FROM THE LGBTQ CENTER | With an increased awareness of bullying in our schools we are no longer able to ignore the fact that those youth with actual or perceived Lesbian, Gay, Bisexual and/or Transgender (LGBT) identities are more likely to become victims of this abuse at schools. As a leader among the states, California has enacted some of the most progressive laws concerning the protection and inclusion of LGBT youth in public schools.
In the past four years, the state has enacted stronger anti-bullying legislation with Seth’s Law (AB 9), which requires schools to adopt a specific process for reviewing and investigating bullying complaints, as well as protections for transgender and gender nonconforming youth with the School Success and Opportunity Act (AB 1266).
Also, as a way to expose all youth to LGBT identities, in addition to giving LGBT students a degree of representation in their classrooms, the FAIR Education Act (SB 48) calls for inclusion of important LGBT figures in social science curriculum.
These recent pieces of legislation stem from findings that LGBT students continue to experience high volumes of both physical and verbal harassment at schools which negatively affects student aspirations and psychological wellbeing. Most recent findings from the Gay, Lesbian & Straight Education Network (GLSEN) 2013 National School Climate survey find that, even in California, more than half of LGBT students are verbally harassed because of their sexual orientation and/or gender expression.

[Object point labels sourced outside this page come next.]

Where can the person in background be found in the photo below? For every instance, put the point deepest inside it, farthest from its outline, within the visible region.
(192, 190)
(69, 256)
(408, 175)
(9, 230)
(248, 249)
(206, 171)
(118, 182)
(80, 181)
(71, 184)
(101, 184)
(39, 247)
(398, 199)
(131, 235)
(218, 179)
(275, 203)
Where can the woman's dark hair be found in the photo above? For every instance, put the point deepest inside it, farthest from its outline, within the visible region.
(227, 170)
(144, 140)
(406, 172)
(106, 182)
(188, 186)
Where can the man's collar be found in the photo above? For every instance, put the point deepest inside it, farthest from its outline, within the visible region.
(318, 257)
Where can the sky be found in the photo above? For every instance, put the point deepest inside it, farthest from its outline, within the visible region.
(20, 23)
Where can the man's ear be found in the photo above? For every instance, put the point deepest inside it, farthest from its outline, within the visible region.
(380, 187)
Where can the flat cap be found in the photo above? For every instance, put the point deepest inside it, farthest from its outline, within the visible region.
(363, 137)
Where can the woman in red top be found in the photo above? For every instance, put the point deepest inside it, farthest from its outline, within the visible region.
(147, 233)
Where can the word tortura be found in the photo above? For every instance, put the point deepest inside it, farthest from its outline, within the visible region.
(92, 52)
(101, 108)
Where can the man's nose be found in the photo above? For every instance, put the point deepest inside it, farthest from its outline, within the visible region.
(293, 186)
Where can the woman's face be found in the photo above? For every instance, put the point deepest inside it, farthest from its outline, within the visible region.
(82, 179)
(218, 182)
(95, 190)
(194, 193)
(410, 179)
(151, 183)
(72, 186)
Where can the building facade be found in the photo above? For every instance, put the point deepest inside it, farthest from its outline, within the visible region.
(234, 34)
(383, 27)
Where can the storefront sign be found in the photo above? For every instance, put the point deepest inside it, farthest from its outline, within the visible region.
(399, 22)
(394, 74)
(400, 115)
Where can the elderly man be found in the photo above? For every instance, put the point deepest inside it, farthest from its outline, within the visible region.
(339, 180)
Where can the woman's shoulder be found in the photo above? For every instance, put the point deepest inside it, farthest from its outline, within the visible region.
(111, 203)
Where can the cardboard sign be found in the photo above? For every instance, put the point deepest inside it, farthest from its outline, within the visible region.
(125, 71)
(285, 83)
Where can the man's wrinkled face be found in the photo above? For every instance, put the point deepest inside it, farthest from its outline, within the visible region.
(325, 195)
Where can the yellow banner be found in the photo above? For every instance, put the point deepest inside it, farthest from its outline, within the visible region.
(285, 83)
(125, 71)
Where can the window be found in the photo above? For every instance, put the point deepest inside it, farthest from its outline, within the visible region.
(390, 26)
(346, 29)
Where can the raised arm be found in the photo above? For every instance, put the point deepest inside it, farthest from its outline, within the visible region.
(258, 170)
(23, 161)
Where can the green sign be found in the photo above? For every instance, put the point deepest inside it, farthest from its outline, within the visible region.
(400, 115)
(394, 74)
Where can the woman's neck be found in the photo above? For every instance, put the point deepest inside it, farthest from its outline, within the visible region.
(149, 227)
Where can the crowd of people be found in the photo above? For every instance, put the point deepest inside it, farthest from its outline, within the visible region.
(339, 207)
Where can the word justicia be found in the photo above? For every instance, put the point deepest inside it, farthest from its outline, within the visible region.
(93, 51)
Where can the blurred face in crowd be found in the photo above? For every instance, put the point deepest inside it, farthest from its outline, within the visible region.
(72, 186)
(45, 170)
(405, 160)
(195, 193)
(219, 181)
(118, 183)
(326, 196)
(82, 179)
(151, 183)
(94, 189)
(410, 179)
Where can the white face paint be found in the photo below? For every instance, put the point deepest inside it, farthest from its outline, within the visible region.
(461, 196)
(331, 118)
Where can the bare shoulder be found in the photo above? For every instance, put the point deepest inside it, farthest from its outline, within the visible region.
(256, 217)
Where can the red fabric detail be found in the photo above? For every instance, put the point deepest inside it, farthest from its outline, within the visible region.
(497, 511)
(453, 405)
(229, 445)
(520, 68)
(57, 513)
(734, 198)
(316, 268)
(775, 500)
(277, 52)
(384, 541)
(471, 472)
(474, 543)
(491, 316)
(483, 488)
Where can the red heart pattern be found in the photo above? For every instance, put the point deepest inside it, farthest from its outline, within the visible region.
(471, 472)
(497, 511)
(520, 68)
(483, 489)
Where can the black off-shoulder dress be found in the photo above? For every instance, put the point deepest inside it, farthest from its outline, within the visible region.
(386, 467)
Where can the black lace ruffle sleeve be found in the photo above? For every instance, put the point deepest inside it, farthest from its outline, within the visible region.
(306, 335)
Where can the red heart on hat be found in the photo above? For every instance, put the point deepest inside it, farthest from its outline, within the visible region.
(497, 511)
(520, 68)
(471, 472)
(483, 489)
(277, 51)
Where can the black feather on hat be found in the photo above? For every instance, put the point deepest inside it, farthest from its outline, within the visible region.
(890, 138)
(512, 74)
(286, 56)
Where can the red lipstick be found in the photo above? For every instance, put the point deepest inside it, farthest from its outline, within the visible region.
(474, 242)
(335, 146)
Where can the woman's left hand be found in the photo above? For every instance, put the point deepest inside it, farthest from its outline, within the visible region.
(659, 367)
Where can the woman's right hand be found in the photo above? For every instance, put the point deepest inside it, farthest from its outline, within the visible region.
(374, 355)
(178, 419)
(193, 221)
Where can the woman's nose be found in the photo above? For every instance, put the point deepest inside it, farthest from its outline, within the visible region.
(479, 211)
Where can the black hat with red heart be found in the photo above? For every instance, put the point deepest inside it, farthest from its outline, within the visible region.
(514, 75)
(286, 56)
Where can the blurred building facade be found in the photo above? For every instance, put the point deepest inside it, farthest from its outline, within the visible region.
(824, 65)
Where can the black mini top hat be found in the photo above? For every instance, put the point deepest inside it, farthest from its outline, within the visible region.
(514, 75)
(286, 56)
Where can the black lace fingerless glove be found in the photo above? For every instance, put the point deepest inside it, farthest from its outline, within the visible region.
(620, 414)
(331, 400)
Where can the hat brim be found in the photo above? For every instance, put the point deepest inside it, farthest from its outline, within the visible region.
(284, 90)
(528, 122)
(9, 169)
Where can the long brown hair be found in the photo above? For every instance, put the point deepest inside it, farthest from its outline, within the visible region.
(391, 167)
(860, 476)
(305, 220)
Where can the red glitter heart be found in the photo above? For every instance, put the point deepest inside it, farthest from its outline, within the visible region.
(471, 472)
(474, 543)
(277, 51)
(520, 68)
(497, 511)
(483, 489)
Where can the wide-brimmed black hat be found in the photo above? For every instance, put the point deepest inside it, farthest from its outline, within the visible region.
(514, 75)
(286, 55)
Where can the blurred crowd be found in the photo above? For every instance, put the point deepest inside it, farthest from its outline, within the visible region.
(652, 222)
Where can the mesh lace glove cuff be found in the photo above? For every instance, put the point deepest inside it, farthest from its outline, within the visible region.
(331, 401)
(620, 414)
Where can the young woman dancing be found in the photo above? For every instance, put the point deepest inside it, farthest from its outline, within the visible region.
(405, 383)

Additionally the study found that, despite the state laws protecting students, there is still a need for schools to adopt comprehensive anti-harassment policies which specify protection based on sexual orientation and gender identity.
Providing safe and inclusive educational spaces for our LGBT youth, however, is much more involved than what current state mandates can accomplish on their own. Requiring schools to adhere to these laws, and do it properly, also requires a degree of LGBT cultural competency that many schools lack.
For example, a school administrator, without proper knowledge of LGBT issues, has the potential to negatively impact the victim of anti-LGBT bullying through the use of inappropriate investigatory questions, or even possibly outing a student if they choose to involve the student’s parents.
A social science teacher with no prior exposure to LGBT history can easily provide inaccurate representations of the contributions of LGBT people.
An attendance clerk with little understanding of gender identity can unknowingly disclose the identity of a transgender student by simply placing the student’s birth name on a document.
This is not to say that the current laws in effect are not helpful (they are) or that school staff is incompetent (they are not). We first have to acknowledge that, for many educators, LGBT-specific issues are a very new and possibly foreign topic, and understanding LGBT identities can be complex.
Some districts that have recognized this fact and have taken steps to increase the knowledge of their staff. One such district is Long Beach Unified School District (LBUSD).
With the support of the school board, our local school district has prioritized the safety and inclusion of LGBT students on their campuses in several ways. Three key ways they have done so are:
- Resources for educators: LBUSD consistently has resources available for their school sites to use, such as the GLSEN Safe Space Kit. Additionally, the district has partnered with The LGBTQ Center of Long Beach to create a guidebook for working with transgender students, which was distributed to each of their teachers.
- Training for staff: Over the past 3 years, LBUSD has brought in specialists to perform safe space trainings at each of their high schools. Additionally, they continue to offer a 2-day LGBT professional development trainings to both educators and support staff.
- Visibility of support: LBUSD has been incredibly vocal about their support of LGBT students and for the past 2 years they have participated in the Long Beach Pride Parade.
While LBUSD has been one of the more progressive districts in the state in this manner, it is important to recognize that the district has a community of support as well. Many districts lack the type of resources that are available to LBUSD, and may get pushback from their communities as they try to engage in discussions over LGBT issues.
To help resolve the issues of culturally competent care for LGBT students in schools, a new bill has been introduced the State Senate by Assembly member Patrick O’Donnell. The Safe Place to Learn Act (AB 827) would require public school educators to receive training and resources to assist LGBT youth. The future of this bill is still unknown, but at the very least the bill has initiated a conversation at the state level about a more well-rounded approach to serving LGBT youth.
Joel Gemino is the Youth Services Manager at the LGBTQ Center of Long Beach. Gemino has been mentoring and educating youth since 2005 when he began working at Chaffey High School in his hometown of Ontario. He is currently working with LBUSD to create a safe and affirming environment for LGBTQ youth in the Greater Long Beach area.